Transcriptome analysis reveals the role of microbial volatile 3-methyl-1-butanol-induced salt stress tolerance in rice (Oryza sativa L.) seedlings through antioxidant defense system

Microorganisms produce volatile organic compounds (VOCs) that have biological impacts on plants; however, it is unknown how these molecules participate in plants' responses to abiotic stress. This study aimed to determine the potential benefit of 3-methyl-1-butanol (3 MB), a microbial VOC, in helping rice (Oryza sativa) seedlings suffering from salinity stress.

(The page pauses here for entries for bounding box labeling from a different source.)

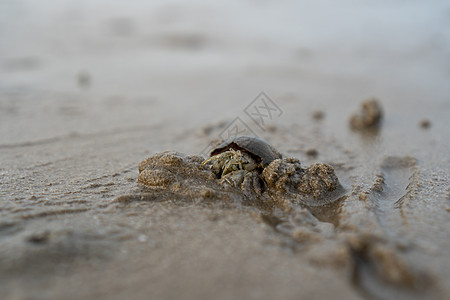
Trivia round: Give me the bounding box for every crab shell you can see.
[210,136,282,168]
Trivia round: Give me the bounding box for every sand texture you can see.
[0,0,450,300]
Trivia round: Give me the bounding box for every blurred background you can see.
[0,0,450,144]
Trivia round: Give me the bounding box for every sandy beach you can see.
[0,0,450,300]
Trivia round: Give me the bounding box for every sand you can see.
[0,0,450,300]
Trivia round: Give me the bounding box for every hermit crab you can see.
[201,136,282,198]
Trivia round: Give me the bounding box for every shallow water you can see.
[0,0,450,299]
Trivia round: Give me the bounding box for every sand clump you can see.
[350,98,383,130]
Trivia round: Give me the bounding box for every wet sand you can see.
[0,1,450,299]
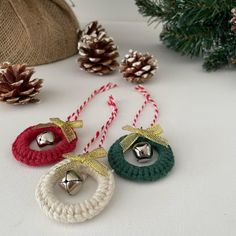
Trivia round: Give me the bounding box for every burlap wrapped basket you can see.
[0,0,79,65]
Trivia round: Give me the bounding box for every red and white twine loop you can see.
[132,85,159,127]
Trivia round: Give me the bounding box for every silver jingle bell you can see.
[59,170,83,195]
[133,142,153,163]
[36,131,55,148]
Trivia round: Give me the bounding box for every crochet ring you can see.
[35,159,115,223]
[108,136,174,181]
[12,125,78,166]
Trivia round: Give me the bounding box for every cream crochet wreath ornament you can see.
[35,92,118,223]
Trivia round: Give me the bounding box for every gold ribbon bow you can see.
[34,118,83,143]
[63,148,108,176]
[120,124,169,152]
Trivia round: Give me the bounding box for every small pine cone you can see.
[120,50,158,84]
[81,21,106,38]
[78,22,119,75]
[0,62,43,105]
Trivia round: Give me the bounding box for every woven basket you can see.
[0,0,79,65]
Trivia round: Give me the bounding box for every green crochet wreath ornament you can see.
[108,135,175,182]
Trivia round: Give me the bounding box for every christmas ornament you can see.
[133,142,153,163]
[0,0,79,65]
[120,50,157,84]
[0,62,43,105]
[35,96,118,223]
[108,85,174,181]
[78,22,119,75]
[59,170,83,195]
[230,7,236,33]
[12,83,117,166]
[135,0,236,71]
[36,131,55,147]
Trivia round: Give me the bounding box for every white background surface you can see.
[0,0,236,236]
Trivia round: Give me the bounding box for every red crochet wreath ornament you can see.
[12,118,82,166]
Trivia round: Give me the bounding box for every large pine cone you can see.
[78,22,119,75]
[0,63,43,105]
[230,8,236,33]
[120,50,158,83]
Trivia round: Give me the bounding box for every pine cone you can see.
[81,21,106,37]
[0,62,43,105]
[120,50,158,83]
[78,22,119,75]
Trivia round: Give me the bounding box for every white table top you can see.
[0,22,236,236]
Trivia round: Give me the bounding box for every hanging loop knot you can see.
[50,118,83,143]
[120,124,169,152]
[63,147,108,176]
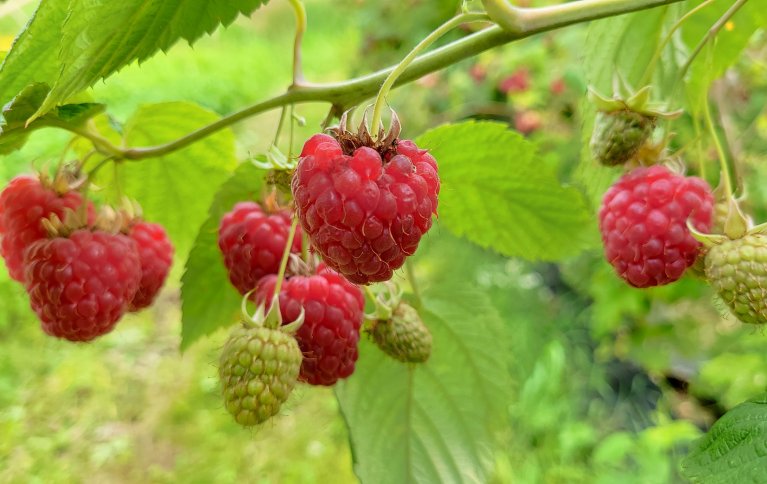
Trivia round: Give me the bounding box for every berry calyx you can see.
[0,175,94,282]
[24,229,141,341]
[589,86,681,166]
[292,117,440,284]
[128,220,173,311]
[218,202,302,294]
[369,302,432,363]
[256,264,365,386]
[599,165,714,288]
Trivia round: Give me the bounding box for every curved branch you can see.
[85,0,682,160]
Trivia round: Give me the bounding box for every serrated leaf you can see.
[682,2,767,114]
[0,83,105,154]
[336,284,511,483]
[417,122,593,260]
[30,0,267,120]
[181,163,264,350]
[573,6,683,206]
[109,102,237,256]
[682,394,767,484]
[0,0,69,107]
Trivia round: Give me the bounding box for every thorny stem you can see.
[370,13,490,137]
[288,0,306,86]
[272,106,288,146]
[274,217,298,297]
[49,0,684,160]
[405,260,423,309]
[639,0,716,87]
[703,100,732,200]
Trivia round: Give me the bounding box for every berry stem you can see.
[288,0,306,86]
[405,260,423,309]
[703,100,733,200]
[272,106,288,146]
[274,217,298,296]
[370,13,490,138]
[287,104,296,161]
[672,0,748,84]
[46,0,682,160]
[639,0,716,87]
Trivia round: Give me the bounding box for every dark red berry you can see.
[218,202,301,294]
[256,268,365,386]
[24,229,141,341]
[599,165,714,287]
[292,134,440,284]
[130,222,173,311]
[0,175,94,282]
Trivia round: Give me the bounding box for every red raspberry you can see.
[24,229,141,341]
[218,202,301,294]
[292,134,439,284]
[0,175,94,282]
[130,222,173,311]
[256,267,365,386]
[599,165,714,287]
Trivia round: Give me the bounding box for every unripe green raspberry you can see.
[590,110,655,166]
[218,324,302,427]
[370,303,431,363]
[706,234,767,324]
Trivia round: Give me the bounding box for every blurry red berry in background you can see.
[498,67,530,94]
[469,64,487,84]
[514,111,541,135]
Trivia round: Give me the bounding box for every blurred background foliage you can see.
[0,0,767,483]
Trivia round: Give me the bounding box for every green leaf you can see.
[109,102,237,257]
[682,394,767,484]
[30,0,267,120]
[181,163,264,350]
[336,284,511,483]
[682,2,767,114]
[417,122,593,260]
[0,0,69,105]
[574,6,683,206]
[0,83,105,154]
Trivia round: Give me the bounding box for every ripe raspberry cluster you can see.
[599,165,714,287]
[218,202,301,294]
[256,265,365,386]
[218,201,364,392]
[292,134,440,284]
[0,175,173,341]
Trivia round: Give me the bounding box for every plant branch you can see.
[288,0,306,86]
[67,0,684,160]
[370,13,490,137]
[678,0,748,80]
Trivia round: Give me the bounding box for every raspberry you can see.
[590,110,655,166]
[218,202,301,294]
[130,222,173,311]
[370,303,431,363]
[218,323,301,426]
[0,175,94,282]
[599,165,714,287]
[292,134,439,284]
[705,234,767,324]
[256,267,365,386]
[24,229,141,341]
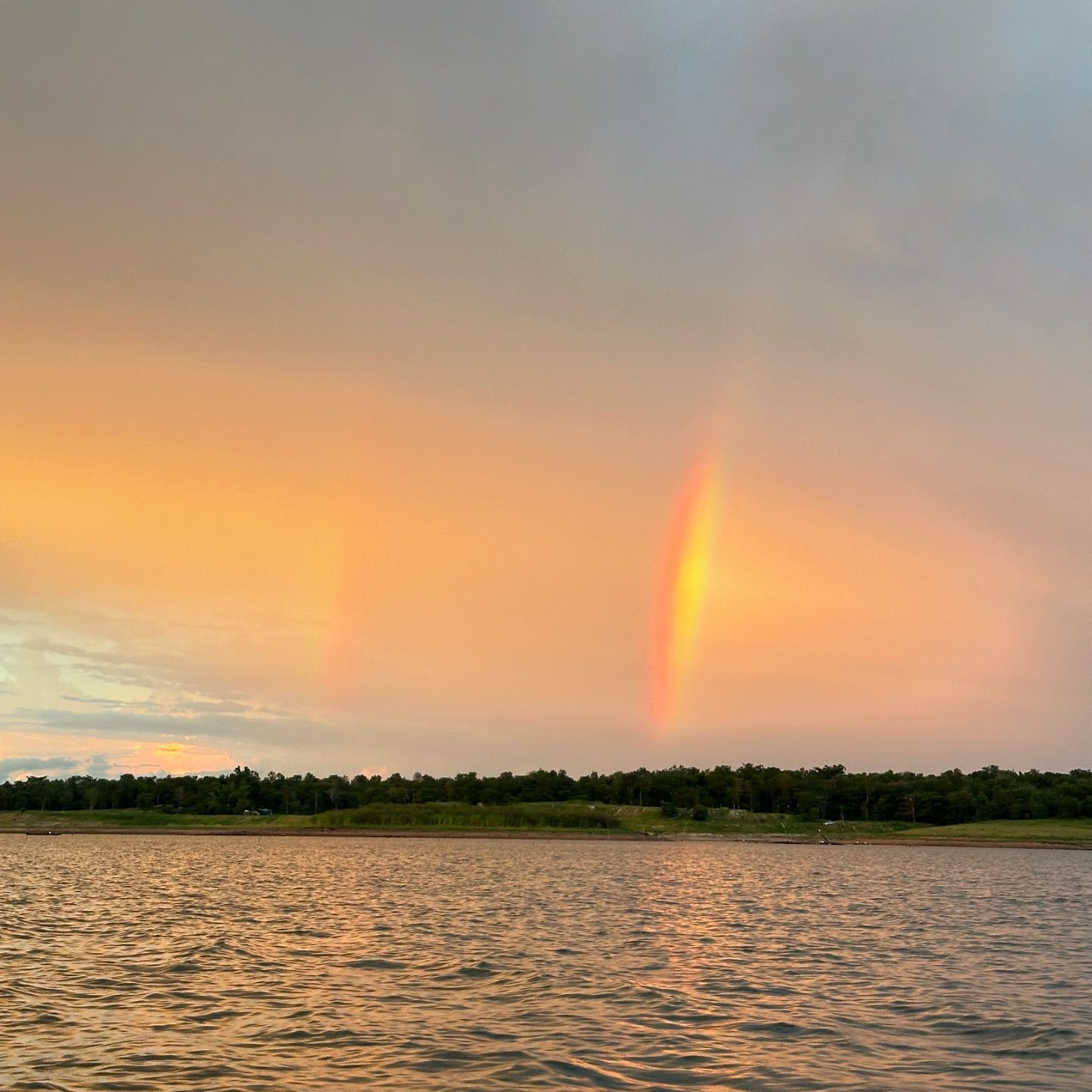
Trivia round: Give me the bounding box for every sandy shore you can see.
[0,824,1092,849]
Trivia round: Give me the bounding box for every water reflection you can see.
[0,836,1092,1092]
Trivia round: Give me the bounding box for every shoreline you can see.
[0,824,1092,851]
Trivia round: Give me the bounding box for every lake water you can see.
[0,836,1092,1092]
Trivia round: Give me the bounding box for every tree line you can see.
[0,764,1092,824]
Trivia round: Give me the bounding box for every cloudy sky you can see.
[0,0,1092,777]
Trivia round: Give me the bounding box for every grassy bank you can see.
[0,802,1092,844]
[891,819,1092,843]
[313,804,623,831]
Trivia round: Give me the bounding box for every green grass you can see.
[0,801,1092,843]
[313,801,910,839]
[313,804,623,831]
[892,819,1092,842]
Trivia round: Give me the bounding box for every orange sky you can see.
[0,5,1092,777]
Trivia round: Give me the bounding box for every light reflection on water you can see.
[0,836,1092,1092]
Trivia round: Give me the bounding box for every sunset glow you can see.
[651,454,719,728]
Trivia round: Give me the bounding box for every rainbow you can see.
[650,452,720,728]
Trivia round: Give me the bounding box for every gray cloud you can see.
[0,758,81,781]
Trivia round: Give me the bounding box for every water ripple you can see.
[0,836,1092,1092]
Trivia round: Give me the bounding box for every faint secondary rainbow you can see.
[651,452,720,728]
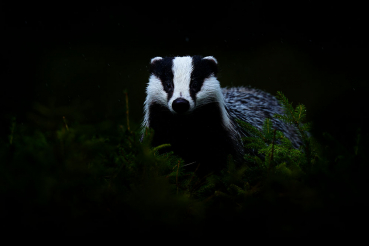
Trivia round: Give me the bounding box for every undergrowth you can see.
[0,93,367,236]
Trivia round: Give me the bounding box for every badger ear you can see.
[202,56,218,65]
[150,56,163,65]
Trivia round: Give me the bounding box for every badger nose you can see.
[172,98,190,114]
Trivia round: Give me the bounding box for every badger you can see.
[141,55,302,175]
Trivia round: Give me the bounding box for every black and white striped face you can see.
[145,56,220,114]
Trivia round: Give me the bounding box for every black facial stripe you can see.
[150,57,174,101]
[190,56,218,101]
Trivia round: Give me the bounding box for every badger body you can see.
[142,56,302,174]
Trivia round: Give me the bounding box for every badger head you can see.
[143,56,231,133]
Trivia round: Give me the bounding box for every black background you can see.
[0,1,368,144]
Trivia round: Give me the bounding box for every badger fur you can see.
[142,56,302,175]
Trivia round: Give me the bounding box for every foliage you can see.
[0,93,368,236]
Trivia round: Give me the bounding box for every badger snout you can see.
[172,98,190,114]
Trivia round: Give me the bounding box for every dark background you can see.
[0,1,368,148]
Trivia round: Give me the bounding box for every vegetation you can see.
[0,93,368,236]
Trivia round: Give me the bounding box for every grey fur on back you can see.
[222,87,302,148]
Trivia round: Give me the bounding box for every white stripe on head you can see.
[142,74,168,128]
[168,56,195,113]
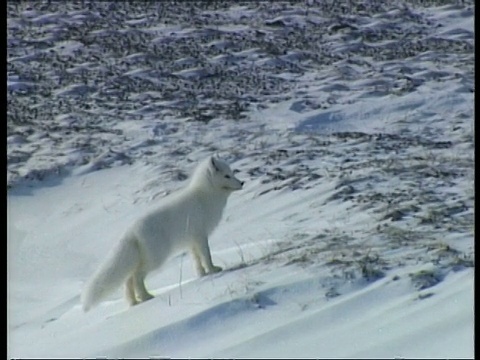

Our study revealed that rice seedlings primed with microbial volatile 3 MB for 12 h before exposure to salinity stress could decrease reactive oxygen species (ROS) generation and cell damage in rice roots. Additionally, antioxidant systems such as peroxidase (POD) isozymes 4 and 5 and catalase 1 (CAT1) increased after treatment with 3 MB + NaCl. The microbial volatile 3 MB fumigation also raised the proline content and activated the proline-related genes under 3 MB + NaCl treatment. To further elucidate the molecular mechanisms by which 3 MB assists rice in tolerating salinity stress, transcriptomic analysis was used to investigate the genome-wide gene expressions. Totally, 287 up-regulated differentially expressed genes (DEGs) were found. They are associated with phytohormone regulation, transcription factors, redox signaling, and defense responses. Through Gene Ontology (GO), Kyoto Encyclopedia of Genes and Genomes (KEGG), and MapMan enrichment results of DEGs revealed that 3 MB could activate antioxidant systems, jasmonic acid (JA) pathway, and starch biosynthesis to generate more ATP, thus building a line of defense in response to salinity stress. This study provides valuation information indicating that microbial volatile 3 MB vapor can enhance salt stress tolerance in rice seedlings and clarify its underlying mechanism.